Our friendship runs deeper than the spoiled blood of our grandfathers' feuds, thicker than the dividing enemy lines. Unbeknownst to our fathers, Jonathan and I had met in our college years, at a bar in Budapest while studying abroad. We'd cemented our friendship before even discovering we were the heirs to rival gangs. As most younger generations do, we'd admitted that we thought the wars of our ancestors were ridiculous, that both groups would prosper more from an alliance than a fight.

Which is exactly what is happening right now.

Except Jonathan isn't exactly setting it up.

Valentine is.

And when dealing with Valentine, one can never be too careful with their actions.

"Tomorrow night. Please, Jace, don't make me beg."

A slow smirk tugs at one side of my mouth. "Why not? You're pretty familiar with being on your knees—"

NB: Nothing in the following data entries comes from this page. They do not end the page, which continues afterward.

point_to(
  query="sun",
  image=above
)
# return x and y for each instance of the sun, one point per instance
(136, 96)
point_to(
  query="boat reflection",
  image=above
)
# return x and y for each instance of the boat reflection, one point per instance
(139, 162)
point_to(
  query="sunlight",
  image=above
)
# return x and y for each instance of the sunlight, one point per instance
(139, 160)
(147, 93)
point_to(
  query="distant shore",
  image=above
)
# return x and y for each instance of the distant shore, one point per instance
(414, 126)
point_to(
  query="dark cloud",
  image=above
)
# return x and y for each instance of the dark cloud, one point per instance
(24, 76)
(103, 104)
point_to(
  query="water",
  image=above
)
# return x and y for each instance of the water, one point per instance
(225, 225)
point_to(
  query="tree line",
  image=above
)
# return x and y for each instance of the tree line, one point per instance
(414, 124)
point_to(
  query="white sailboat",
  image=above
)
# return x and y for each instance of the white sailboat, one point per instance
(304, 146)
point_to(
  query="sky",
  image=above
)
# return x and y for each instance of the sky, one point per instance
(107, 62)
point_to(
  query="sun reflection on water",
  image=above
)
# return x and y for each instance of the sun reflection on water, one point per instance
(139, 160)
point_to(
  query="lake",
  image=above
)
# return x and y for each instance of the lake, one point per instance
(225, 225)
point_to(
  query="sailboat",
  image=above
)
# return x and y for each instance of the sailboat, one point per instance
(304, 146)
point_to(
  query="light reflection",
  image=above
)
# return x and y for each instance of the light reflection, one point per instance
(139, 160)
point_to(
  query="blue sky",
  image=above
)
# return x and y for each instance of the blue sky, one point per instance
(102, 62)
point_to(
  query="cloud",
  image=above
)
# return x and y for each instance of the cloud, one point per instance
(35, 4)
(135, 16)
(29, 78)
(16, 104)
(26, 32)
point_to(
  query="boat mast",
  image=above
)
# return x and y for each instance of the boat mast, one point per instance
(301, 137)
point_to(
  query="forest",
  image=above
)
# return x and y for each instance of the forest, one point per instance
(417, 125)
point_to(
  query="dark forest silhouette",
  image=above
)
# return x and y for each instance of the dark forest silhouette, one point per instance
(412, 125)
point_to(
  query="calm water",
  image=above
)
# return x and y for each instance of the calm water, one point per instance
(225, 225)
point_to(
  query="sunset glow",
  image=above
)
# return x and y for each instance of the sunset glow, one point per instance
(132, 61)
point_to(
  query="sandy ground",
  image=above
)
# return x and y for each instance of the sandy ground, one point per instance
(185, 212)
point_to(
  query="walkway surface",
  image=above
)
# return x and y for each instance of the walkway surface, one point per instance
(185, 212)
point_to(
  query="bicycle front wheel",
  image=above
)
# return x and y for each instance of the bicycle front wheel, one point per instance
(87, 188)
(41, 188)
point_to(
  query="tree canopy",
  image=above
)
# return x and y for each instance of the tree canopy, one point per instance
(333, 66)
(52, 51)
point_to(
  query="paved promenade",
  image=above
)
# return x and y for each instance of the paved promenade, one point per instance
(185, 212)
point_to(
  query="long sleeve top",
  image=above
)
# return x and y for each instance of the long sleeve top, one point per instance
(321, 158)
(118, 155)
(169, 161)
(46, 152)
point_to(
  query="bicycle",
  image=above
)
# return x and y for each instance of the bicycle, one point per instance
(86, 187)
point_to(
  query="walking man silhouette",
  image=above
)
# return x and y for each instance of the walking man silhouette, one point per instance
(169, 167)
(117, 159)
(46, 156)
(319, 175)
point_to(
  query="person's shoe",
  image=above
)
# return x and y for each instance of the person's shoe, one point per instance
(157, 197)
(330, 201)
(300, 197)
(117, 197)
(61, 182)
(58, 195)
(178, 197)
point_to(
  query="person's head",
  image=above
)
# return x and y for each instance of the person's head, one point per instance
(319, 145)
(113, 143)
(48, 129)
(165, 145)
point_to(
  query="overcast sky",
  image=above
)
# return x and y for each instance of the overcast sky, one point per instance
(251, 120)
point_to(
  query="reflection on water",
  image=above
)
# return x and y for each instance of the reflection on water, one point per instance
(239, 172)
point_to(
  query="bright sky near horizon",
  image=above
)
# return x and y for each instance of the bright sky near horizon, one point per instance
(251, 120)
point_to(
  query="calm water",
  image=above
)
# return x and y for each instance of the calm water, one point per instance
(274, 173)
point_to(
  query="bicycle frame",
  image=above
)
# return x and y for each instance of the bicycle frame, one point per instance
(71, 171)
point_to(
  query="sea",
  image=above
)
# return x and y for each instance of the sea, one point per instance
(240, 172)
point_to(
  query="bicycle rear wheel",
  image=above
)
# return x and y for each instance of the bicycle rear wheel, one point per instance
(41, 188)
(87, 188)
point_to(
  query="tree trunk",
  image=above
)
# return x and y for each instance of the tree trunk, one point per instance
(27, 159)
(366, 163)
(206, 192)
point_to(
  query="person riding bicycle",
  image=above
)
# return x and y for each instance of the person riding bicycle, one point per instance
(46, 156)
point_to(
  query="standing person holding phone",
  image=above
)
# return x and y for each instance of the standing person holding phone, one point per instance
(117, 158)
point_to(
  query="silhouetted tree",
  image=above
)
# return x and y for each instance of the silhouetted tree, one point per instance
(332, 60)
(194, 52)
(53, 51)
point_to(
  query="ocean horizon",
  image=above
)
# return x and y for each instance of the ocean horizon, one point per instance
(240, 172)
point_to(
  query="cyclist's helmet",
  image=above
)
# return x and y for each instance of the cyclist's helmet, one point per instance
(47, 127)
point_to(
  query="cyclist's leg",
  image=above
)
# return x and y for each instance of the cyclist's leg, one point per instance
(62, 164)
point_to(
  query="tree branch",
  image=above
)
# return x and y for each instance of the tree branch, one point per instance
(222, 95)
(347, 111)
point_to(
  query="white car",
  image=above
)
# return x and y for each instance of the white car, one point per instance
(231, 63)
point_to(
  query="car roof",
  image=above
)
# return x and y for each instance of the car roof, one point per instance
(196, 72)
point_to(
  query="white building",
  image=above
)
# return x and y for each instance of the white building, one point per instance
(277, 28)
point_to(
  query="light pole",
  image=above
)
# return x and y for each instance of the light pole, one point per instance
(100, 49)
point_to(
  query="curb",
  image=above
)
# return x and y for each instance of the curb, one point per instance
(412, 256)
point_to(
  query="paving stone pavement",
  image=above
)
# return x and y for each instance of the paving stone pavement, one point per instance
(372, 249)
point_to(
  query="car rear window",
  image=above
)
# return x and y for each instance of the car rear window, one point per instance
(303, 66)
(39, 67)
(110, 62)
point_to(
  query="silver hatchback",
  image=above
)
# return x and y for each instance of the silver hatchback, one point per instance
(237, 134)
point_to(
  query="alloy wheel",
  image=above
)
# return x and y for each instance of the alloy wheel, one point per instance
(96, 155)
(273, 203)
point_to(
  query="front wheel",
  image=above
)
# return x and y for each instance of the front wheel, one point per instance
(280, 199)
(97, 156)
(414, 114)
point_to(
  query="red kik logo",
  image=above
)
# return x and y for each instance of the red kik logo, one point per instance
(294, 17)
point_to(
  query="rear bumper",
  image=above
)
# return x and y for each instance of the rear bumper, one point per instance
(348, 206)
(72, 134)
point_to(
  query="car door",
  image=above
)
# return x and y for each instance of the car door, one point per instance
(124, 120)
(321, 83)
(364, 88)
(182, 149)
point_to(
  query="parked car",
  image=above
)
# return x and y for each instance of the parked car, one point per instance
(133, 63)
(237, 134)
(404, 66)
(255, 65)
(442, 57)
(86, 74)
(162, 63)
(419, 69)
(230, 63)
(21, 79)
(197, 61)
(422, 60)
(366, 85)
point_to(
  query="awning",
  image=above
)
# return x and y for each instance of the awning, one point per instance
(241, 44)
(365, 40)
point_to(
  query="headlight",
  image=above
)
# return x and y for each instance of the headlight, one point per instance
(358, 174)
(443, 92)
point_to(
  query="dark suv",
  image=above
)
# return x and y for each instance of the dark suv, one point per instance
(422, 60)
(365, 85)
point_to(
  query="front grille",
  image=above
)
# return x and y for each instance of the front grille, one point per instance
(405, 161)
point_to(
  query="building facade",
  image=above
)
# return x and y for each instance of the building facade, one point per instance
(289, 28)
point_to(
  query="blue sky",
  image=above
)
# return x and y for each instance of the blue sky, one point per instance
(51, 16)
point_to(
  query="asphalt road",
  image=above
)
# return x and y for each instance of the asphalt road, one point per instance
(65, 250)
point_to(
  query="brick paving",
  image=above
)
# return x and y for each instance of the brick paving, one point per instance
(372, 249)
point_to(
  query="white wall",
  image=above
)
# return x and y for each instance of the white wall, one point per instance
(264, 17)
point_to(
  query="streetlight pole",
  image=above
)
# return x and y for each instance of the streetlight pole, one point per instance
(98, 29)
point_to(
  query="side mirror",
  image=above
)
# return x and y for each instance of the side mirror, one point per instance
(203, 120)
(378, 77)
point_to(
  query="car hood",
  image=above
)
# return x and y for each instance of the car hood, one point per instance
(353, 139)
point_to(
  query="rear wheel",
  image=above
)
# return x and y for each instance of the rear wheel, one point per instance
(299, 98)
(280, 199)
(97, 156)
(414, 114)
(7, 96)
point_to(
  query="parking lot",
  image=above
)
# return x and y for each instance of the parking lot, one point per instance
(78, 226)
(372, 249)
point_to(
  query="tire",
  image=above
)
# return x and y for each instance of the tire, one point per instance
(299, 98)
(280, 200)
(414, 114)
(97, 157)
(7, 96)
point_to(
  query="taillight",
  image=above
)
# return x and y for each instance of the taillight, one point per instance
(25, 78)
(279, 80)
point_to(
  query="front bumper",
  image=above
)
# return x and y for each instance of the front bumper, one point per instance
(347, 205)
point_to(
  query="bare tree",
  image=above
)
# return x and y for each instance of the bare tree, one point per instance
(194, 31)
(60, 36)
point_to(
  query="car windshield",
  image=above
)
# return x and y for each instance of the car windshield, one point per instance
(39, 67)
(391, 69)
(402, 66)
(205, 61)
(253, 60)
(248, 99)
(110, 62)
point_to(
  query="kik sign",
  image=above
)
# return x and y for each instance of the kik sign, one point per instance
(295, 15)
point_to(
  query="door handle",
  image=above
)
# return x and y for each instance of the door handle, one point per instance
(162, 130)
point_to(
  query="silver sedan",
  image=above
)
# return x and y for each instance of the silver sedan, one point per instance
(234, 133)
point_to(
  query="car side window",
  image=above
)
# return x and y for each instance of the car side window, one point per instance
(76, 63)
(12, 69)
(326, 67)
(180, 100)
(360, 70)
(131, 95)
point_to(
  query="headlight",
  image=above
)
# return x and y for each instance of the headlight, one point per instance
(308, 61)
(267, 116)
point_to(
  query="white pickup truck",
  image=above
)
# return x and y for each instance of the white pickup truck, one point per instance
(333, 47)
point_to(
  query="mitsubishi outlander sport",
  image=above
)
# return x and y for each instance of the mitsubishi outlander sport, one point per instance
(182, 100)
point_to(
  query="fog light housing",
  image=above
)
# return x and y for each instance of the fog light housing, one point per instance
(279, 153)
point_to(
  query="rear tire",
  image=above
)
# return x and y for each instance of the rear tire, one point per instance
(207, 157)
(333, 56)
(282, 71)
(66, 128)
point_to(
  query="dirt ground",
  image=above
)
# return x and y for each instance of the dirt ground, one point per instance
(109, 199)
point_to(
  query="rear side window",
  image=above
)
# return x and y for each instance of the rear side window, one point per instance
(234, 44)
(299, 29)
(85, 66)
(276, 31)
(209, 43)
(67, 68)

"I'm really regretting asking you to marry my sister," Jonathan deadpans, and I chuckle deeply, allowing, for just a moment, my façade to slip, allowing myself to pretend that I'm just a normal person with normal friends and normal problems.

A sharp knock on my door sobers me.

"I'll be there," I affirm, hitting the end button before he can even respond, placing my phone face down on my desk and beckoning the knocker in.

"What the fuck have you been doing?" I ask as I immediately recognize my second, though my words lack their usual harsh ring. His dark hair is misshapen, his black sweater slightly askew on his slim frame. "Or maybe I should have asked who you've been doing."

My brother, usually so composed, with unreadable ice blue eyes and a stern face, blushes a violent red, stammering a few syllables before I decide to put him out of his misery. "Never mind that. There's been a new development. We need to move the delivery tonight. Put Max on it."

"Do you think he's ready?" Alec asks, his eyes bulging slightly. He'd been preparing this delivery for the past month, plotting and planning and analyzing the timetables perfectly. Uprooting his entire plan has cocked his axis, but I merely shrug.

"I guess we'll find out." There's a defeated look on his face before I clear my throat. "But first, I need you to come with me. I'm going to need a new suit."